Pemilik media memberikan “kartu pers” yang dibuatnya sendiri. Bahkan kerap tanpa memberi gaji dan malah mewajibkan sang “wartawan” untuk memberikan setoran bulanan kepada pemilik media.

Kelompok "abal-abal" juga mendirikan sejumlah organisasi. Kelompok ini ingin memanfaatkan kesempatan di tengah tidak pahamnya aparat pemerintah daerah maupun organisasi pemerintah daerah (OPD) akan UU Pers maupun peraturan Dewan Pers terkait wartawan maupun perusahaan pers.

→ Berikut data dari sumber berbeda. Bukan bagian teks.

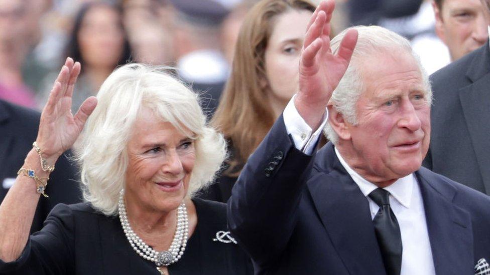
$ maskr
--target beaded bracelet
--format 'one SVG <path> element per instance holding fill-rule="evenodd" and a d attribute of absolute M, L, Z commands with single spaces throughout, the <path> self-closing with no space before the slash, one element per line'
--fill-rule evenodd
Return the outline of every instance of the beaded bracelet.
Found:
<path fill-rule="evenodd" d="M 42 168 L 43 171 L 44 172 L 49 172 L 51 173 L 53 172 L 54 170 L 54 165 L 52 166 L 50 166 L 46 163 L 46 159 L 43 157 L 43 154 L 41 153 L 41 148 L 38 146 L 37 143 L 36 142 L 34 142 L 32 143 L 32 147 L 36 150 L 36 151 L 38 152 L 38 154 L 39 155 L 39 159 L 41 161 L 41 168 Z"/>
<path fill-rule="evenodd" d="M 27 176 L 36 181 L 36 186 L 37 187 L 36 188 L 36 191 L 39 194 L 42 194 L 45 197 L 49 197 L 48 195 L 46 195 L 44 193 L 44 190 L 46 190 L 46 185 L 48 185 L 48 180 L 49 178 L 40 178 L 36 176 L 36 173 L 34 172 L 34 170 L 31 169 L 26 169 L 24 168 L 21 168 L 19 169 L 17 172 L 17 175 L 22 174 L 24 176 Z"/>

Dalam menjalankan praktik “abal-abalisme“-nya, kelompok ini juga kerap mengaku ataupun merangkap sebagai aktivis LSM, bahkan kantor pengacara. Kantor LSM atau pengacara digunakan sebagai penekan, kadang-kadang sebagai narasumber sendiri dalam pemberitaan. 

Namun ketika berhadapan dengan hukum, kelompok abal-abal ini, baik “media’’ atau sang “wartawan” menggunakan alasan kemerdekaan pers dan UU No 40 Tahun 1999 sebagai tempat berlindung.